Sounds to me like you were having someone else's dream!  :smiley:

----------


## JenTheStrange

What makes you say I shared a dream with someone? I've never had a shared dream, so I don't know what one feels like.

----------


## Sageous

^^ I was mostly being facetious, and plugging a long dead thread I started last year -- hence the smiley face!

But let's think about it for a minute.  You dreamed of a place you've never seen before, but later found one like it that exists in waking life Chicago. That's a hint that you might have picked up a plot from someone else.  Or not -- coincidences do happen.  

But what if you did?  Well, I guess you had a taste of what one form of dream-sharing (accidental and one-sided) might feel like -- just a dream, if you're not lucid.  If it happens again, maybe you'll get a chance to lucidly explore the new dream and try to confirm if it's someone else's. If you do, then you'll be very popular on this forum!

Bottom line:  I was just kidding, and was not trying to start up the bazillianth dream-sharing thread. But now that you've tossed the term out there, maybe this is something worth considering...

----------


## JenTheStrange

I see!  :wink2:  
Thanks for the input. Now I'll have to patrol my dreams a little more thoroughly for any people that stick out like a sore thumb.

----------


## KimJane

I think it's very possible to have dreamed of a place you've never seen. It somewhat frustrates me how people who are so into dreams are such skeptics about the possibilities beyond the usual.  So many people have precognitive, psychic dreams and i think the brain is in the perfect state to receive such information when dreaming. 
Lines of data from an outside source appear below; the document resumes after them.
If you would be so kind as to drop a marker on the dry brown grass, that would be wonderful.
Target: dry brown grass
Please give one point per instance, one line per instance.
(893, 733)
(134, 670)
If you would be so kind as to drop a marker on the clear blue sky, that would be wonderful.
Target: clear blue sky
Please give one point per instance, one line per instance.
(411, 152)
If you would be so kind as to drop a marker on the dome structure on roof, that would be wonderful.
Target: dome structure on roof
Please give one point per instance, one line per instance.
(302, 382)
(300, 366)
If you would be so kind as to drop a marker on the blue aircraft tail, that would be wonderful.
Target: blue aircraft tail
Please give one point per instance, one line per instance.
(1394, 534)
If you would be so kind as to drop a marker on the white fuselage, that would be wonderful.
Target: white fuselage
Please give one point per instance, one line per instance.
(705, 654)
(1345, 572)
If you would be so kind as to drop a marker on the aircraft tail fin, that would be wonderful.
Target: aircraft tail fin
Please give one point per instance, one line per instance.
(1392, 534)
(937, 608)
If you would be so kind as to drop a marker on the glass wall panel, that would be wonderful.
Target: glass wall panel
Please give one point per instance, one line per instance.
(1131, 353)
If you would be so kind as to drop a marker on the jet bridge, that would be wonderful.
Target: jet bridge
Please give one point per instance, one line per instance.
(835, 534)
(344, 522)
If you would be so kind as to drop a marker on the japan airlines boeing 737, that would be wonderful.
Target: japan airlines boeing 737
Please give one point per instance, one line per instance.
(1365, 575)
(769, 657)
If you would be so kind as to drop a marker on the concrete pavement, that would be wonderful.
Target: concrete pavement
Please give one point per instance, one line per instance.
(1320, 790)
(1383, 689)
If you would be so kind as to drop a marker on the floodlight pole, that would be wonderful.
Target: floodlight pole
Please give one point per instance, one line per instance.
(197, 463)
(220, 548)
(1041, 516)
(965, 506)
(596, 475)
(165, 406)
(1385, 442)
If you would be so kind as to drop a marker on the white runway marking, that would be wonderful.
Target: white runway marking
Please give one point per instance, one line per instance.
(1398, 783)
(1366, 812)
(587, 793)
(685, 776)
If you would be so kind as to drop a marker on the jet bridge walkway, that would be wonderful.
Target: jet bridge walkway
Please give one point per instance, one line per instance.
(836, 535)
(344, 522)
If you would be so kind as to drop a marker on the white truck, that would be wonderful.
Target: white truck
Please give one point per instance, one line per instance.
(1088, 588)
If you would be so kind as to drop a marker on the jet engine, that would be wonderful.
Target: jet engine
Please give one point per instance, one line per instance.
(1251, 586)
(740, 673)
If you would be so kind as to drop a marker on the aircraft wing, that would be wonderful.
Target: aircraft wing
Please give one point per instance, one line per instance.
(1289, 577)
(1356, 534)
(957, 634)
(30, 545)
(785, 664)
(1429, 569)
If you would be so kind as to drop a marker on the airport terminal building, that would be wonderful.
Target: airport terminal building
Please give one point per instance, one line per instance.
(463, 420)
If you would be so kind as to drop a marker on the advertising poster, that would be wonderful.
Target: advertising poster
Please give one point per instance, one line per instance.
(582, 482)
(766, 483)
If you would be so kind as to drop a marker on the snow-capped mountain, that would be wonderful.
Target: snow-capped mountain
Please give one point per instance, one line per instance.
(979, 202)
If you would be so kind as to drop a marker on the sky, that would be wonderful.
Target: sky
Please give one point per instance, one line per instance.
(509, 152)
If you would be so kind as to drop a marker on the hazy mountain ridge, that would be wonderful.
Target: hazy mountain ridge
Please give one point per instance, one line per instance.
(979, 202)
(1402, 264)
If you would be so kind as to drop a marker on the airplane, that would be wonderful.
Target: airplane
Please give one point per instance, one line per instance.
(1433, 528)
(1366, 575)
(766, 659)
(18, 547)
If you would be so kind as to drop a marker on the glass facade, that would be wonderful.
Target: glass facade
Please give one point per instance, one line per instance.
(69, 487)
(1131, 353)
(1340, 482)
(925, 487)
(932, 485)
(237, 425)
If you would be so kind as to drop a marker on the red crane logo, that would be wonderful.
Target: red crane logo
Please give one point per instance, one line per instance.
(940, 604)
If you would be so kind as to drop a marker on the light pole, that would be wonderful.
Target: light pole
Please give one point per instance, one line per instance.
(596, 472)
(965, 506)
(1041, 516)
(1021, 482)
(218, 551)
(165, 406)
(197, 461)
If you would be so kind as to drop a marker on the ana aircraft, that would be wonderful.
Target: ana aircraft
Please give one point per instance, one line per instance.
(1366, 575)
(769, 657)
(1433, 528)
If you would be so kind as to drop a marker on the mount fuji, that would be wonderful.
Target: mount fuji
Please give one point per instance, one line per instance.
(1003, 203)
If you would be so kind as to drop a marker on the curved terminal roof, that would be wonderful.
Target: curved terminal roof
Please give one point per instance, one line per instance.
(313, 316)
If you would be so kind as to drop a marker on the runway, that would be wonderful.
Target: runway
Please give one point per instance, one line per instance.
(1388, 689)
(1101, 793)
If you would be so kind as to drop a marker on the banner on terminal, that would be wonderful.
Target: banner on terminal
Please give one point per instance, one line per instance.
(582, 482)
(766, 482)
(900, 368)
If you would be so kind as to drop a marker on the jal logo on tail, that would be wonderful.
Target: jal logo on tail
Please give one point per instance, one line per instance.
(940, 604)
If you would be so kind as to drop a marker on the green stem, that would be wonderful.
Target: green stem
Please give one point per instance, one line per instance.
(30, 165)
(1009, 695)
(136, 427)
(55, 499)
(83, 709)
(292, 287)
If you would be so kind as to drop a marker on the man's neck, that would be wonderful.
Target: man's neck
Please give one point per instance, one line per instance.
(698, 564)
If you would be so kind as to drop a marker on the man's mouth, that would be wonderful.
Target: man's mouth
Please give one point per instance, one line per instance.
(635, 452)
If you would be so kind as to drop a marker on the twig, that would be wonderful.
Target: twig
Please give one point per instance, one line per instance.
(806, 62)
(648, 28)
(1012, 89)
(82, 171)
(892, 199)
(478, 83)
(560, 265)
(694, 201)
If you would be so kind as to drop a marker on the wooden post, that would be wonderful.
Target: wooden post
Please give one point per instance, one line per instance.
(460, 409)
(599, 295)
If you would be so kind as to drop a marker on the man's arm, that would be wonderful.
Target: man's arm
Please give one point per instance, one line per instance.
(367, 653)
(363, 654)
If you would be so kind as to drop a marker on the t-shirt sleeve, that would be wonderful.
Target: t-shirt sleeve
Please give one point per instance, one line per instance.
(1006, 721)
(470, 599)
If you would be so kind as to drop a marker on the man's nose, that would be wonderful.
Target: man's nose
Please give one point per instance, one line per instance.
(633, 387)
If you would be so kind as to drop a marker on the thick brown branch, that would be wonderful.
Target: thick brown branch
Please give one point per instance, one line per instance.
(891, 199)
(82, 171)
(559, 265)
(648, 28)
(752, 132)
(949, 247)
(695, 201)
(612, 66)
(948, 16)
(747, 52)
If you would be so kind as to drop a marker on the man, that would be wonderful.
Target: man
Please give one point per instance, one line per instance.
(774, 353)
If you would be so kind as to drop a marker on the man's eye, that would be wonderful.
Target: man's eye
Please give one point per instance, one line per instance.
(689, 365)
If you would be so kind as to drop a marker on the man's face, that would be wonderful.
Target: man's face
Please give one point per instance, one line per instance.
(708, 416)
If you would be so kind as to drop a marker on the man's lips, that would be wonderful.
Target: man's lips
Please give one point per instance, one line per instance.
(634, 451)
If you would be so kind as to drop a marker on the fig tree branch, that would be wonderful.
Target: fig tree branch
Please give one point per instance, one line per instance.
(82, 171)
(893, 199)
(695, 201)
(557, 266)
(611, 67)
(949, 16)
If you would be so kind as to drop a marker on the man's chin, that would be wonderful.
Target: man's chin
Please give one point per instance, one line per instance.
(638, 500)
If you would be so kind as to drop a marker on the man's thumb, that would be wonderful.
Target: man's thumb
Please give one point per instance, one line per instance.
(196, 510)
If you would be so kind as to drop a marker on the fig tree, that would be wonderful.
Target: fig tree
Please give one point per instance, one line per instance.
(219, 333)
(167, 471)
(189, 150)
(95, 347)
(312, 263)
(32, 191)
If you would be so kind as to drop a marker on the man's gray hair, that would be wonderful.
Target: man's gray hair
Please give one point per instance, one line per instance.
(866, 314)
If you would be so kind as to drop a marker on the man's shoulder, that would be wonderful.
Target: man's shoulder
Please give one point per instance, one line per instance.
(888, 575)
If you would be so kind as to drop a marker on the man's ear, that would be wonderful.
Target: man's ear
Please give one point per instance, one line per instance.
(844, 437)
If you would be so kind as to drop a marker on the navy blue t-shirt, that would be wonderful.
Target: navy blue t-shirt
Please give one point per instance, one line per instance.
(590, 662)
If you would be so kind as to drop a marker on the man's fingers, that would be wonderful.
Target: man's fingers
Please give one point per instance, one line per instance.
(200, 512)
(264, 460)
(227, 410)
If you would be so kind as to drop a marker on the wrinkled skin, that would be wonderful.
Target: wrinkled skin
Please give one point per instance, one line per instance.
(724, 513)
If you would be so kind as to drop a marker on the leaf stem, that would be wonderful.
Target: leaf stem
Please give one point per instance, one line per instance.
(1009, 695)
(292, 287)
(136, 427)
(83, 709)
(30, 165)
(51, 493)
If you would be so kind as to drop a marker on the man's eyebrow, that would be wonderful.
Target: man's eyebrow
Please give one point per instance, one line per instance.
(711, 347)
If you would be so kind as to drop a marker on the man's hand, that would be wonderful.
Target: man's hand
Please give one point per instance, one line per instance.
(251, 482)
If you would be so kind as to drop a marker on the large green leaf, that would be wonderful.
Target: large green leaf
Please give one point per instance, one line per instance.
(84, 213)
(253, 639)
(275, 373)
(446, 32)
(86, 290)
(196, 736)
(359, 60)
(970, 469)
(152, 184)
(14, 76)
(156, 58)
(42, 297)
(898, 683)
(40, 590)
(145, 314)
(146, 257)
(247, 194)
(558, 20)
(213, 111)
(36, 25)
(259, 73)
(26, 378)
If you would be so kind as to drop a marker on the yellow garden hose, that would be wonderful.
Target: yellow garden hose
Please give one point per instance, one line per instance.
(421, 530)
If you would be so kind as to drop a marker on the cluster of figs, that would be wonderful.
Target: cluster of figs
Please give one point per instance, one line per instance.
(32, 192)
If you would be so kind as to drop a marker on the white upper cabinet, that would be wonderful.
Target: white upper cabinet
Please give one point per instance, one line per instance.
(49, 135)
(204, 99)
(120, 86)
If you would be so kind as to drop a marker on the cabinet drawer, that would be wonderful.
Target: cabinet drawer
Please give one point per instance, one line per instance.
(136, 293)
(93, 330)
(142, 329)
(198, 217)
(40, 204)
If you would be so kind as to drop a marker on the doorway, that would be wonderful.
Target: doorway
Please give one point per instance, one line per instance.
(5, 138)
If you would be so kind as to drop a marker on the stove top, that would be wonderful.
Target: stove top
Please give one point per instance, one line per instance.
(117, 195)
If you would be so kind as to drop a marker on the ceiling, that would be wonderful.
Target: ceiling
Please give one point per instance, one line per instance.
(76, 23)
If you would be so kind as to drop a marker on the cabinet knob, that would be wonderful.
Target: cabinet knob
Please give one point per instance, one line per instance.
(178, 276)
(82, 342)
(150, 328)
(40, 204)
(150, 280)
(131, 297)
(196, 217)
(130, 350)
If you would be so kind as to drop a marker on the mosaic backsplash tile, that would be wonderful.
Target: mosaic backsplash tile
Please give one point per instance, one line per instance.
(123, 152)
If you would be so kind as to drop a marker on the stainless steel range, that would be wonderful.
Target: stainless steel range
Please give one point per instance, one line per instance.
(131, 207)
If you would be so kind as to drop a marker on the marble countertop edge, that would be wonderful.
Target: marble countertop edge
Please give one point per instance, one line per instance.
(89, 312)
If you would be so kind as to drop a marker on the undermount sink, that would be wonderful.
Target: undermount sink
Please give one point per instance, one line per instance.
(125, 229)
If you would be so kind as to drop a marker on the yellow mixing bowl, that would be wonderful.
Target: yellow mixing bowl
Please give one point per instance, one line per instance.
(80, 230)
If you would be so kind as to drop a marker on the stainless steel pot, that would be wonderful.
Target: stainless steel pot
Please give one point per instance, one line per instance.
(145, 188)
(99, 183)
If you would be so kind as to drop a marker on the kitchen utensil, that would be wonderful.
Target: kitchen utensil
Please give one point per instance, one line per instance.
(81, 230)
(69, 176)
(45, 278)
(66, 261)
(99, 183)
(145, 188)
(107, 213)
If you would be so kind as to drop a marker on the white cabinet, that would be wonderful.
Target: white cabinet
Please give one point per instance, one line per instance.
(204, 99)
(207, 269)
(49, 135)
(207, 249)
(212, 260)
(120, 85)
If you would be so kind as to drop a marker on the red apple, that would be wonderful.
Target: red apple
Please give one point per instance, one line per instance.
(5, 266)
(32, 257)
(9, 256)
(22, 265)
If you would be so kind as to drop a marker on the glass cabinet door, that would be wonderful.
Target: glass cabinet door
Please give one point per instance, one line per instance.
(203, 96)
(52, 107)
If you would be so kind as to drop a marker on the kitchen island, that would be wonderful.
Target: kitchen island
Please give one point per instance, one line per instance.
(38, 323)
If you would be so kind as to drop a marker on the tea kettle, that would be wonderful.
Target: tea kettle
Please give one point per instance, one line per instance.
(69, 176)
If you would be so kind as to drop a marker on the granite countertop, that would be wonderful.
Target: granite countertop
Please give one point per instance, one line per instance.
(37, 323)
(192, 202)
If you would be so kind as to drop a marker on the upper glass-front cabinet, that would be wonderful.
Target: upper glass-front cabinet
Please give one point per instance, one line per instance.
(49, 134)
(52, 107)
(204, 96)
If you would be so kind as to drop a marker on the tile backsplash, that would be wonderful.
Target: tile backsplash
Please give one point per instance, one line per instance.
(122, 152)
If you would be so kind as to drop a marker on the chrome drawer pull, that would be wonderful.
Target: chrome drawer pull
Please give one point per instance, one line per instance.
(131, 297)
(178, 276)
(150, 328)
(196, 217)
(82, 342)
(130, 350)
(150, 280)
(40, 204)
I had similar dreams a couple months ago.  I saw an exit and a street name...looked it up and verified.  I also dreamed of a street name along a school campus...looked it up on google and there it was.  I've never been to either place or seen them in real life.

----------


## JenTheStrange

I guess the real question is why we have dreams about places we've never been to. I could understand if it was to prevent an incident in the future, but for the most part, they seem kind of random.

----------


## KimJane

I think maybe it could be a place of significance or memory of someone youre connected to (dead or living) or WILL be connected to.  Or maybe it's someplace you will visit in the future.  In my case I happened to dream about the city my father's family lives....I've never been there. Maybe what i saw is somewhere one of my (deceased) grandparents lived or someplace my father or his family sees frequently.  Maybe I'll know the significance (if any) one day.

----------


## EpicZombeh

I had a dream about a school.  Three years later, I was a part of a play, turns out the school we preformed at was identical to the one in my dream.  It wasn't even one of those cliché rectangle schools, it was oddly shaped.

----------


## TehDalek

> I think maybe it could be a place of significance or memory of someone youre connected to (dead or living) or WILL be connected to.  Or maybe it's someplace you will visit in the future.  In my case I happened to dream about the city my father's family lives....I've never been there. Maybe what i saw is somewhere one of my (deceased) grandparents lived or someplace my father or his family sees frequently.  Maybe I'll know the significance (if any) one day.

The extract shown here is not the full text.